Plus, you can’t fix in a month what years of bad IT have built.
What Are the Biggest Threats the Security Industry Is Concerned About Now?
MO: AI, of course, and quantum cryptography. We’ll leave AI to the side for now and dive into quantum.
Quantum cryptography is no longer theoretical, or even something vaguely on the horizon. It could happen tomorrow, and many nation-states are already making unsettling progress.
Within a maximum of ten years, attackers will have the technology to break in seconds what would have taken billions of years before. At that time, every organization currently secured with RSA or any other industry-standard encryption will be vulnerable.
In my book, Premier CISO – Board & C-Suite: Raising the Bar for Cybersecurity, I call it the “quantum Y2k” (or Q2K, if you will).
The technology to prepare is already out there, but there is a lack of action. CISOs looking to do their homework should ask:
Where do we use encryption?
Which encryption algorithms do we use?
What kinds of keys do we use?
Who is in charge of key management?
Then, stay up to date on the latest developments and be ready to act.
What Is Something Companies Still Get Wrong About Cybersecurity?
MO: Two things come to mind. One: thinking that CISOs don’t need direct board access. Two: thinking that CISOs can be outsourced.
CISOs need access
To do their jobs, CISOs need access to the company's top brass. This means anyone in the executive suite all the way up to the CEO. What a CISO does depends on their ability to understand the company's highest priorities and gain visibility and insight at the highest levels.
Separating CISOs from this level of contact ties their hands and prevents them from doing the job you paid them to do.
CISOs must be internal
As a CISO myself, I can always sniff out when a company has hired a vCISO or vCIO to do a deal. They do not understand the nuances of the company as a real CISO would, and the security program will reflect that lack.
If you can’t afford a CISO or CIO, you can’t afford a security program.
Any Advice on How to Handle a Data Breach?
MO: You need to be the calmest one in the room. A CISO sets the tone for your organization during a data breach. In my first book, C(I)SO – And Now What?: How to Successfully Build Security by Design, I go over how the post-breach process has been handled at various companies (all anonymized) and show that the cool heads prevail.
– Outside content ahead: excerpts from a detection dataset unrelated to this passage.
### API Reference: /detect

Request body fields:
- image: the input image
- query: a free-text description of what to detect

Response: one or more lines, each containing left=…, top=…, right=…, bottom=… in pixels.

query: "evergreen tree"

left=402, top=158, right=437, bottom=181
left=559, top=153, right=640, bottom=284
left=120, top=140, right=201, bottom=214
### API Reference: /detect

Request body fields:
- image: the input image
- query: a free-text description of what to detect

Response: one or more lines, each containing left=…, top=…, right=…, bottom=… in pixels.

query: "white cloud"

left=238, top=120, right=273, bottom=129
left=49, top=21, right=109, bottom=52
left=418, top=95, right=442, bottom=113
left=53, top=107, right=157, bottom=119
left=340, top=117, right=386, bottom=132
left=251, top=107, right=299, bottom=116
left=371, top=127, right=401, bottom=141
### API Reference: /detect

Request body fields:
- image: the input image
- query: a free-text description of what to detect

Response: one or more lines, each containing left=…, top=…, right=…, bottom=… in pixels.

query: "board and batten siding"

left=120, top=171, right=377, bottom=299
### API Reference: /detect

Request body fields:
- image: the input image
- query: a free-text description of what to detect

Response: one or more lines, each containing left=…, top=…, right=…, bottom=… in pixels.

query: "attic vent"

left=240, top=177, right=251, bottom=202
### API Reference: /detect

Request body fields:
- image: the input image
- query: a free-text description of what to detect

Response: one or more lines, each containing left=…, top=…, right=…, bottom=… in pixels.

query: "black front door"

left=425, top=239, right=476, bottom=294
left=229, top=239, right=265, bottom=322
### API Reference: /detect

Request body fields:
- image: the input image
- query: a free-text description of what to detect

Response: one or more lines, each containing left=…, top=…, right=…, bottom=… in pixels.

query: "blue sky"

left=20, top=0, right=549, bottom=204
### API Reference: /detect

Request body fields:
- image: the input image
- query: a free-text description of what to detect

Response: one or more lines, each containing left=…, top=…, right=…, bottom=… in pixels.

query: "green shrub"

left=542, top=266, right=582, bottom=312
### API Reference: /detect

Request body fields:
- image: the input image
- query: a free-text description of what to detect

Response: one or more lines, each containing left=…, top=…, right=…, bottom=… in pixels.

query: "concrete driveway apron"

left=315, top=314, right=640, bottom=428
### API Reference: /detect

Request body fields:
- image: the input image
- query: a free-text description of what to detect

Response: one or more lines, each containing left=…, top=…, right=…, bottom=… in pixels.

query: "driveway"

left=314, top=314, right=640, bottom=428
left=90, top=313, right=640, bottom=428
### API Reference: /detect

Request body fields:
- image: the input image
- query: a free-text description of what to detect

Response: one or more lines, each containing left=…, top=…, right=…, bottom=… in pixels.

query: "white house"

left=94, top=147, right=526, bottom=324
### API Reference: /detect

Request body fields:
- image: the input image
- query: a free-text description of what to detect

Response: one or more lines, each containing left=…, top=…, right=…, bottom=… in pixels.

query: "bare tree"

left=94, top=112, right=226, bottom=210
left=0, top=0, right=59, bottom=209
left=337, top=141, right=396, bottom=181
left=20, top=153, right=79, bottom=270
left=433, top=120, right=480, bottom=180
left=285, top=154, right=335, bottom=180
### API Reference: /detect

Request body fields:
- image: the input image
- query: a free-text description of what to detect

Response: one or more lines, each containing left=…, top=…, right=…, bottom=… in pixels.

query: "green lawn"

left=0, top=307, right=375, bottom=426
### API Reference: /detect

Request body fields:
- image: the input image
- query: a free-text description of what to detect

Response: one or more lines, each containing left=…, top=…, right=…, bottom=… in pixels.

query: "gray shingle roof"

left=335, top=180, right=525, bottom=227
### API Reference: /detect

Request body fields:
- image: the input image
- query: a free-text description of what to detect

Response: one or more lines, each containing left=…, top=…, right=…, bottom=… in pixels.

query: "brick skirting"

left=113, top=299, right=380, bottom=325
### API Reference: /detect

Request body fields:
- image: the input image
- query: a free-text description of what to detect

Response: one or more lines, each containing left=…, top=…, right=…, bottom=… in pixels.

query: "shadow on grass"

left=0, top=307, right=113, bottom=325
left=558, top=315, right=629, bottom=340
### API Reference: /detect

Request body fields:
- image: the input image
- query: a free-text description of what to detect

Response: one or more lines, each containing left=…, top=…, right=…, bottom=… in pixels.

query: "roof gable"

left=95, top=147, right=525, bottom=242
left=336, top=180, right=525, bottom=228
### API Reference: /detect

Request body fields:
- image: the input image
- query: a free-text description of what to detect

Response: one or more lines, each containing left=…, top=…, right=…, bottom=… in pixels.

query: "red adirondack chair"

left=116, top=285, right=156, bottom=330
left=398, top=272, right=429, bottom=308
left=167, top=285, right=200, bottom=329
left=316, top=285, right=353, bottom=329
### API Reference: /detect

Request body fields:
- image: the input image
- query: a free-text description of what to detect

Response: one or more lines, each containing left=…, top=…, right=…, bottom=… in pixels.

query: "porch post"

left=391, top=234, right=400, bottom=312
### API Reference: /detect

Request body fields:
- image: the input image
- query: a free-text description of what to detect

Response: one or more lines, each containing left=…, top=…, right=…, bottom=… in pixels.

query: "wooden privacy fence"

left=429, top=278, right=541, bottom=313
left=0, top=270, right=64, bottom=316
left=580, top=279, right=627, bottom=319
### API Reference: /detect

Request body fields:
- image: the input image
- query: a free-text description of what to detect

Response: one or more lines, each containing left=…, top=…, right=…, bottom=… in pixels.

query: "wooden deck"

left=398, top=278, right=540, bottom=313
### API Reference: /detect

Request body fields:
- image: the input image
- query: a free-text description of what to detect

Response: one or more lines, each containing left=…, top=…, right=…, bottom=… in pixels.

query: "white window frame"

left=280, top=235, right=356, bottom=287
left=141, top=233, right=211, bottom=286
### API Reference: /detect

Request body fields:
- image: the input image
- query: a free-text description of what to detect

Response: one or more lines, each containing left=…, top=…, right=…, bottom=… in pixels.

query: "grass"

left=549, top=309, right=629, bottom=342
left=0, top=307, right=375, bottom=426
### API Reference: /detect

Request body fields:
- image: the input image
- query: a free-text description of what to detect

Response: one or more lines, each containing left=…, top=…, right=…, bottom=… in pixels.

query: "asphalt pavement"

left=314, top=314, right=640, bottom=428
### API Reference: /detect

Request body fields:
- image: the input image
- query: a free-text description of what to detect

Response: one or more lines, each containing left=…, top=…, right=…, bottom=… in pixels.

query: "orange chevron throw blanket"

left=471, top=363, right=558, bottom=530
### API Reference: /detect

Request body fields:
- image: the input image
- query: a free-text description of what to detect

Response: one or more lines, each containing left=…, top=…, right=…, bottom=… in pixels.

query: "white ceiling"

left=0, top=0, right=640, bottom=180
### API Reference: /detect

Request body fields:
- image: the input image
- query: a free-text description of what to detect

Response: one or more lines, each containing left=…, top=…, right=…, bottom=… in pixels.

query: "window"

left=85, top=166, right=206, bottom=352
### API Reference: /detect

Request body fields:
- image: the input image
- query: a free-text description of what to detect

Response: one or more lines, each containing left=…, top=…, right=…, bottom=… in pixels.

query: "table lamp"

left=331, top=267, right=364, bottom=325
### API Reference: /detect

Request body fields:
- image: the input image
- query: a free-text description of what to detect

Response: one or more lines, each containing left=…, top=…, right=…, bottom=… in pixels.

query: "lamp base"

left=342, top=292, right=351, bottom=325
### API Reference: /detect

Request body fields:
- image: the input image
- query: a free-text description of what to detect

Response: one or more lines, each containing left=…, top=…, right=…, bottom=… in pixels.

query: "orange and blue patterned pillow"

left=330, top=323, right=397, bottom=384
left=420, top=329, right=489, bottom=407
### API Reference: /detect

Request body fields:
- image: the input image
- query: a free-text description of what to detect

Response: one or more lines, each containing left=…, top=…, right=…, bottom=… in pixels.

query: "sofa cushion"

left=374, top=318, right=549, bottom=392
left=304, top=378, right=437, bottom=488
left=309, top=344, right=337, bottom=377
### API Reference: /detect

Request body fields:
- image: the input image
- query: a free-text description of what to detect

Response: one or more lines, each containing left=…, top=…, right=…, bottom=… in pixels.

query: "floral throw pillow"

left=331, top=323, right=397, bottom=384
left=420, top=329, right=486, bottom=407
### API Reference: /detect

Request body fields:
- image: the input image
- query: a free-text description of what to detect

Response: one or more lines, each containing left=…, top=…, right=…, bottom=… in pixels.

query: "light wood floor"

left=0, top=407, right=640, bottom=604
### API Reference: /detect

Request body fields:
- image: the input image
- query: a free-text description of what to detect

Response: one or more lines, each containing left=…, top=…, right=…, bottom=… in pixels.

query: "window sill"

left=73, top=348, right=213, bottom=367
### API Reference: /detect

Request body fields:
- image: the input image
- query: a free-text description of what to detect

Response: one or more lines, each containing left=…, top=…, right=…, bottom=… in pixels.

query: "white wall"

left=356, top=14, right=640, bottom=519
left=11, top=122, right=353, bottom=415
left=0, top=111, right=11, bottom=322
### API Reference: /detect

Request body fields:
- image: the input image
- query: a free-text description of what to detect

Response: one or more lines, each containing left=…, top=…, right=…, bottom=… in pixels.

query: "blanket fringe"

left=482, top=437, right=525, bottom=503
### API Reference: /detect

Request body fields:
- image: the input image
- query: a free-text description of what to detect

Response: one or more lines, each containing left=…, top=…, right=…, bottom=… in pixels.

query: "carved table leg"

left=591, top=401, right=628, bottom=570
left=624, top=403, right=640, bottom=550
I’ve helmed multiple crises at various organizations over the years, and regardless of how I feel on the inside, I do my best to project an image of calm on the outside. Now is not the time for panic: focus, reset, and start by bringing the most important people in the room to tell them what you know.
The most important thing is to learn from the breach. This allows you to prevent it in the future. If you don’t, you’re just waiting until the next time you get hit.
What Keeps CISOs Up at Night?
MO: The unknown unknowns. If I understand we have a problem, even if I don’t fully know what to do yet, I can study it, prepare, research, and eventually find a solution.
But when I don’t know what we don’t know, there is no way to do anything but sit and wait and hope. This is a common problem among CISOs, and losing sleep thinking about it is a common occupational hazard.
For the time being, we are forced to work with what we do know and keep moving forward.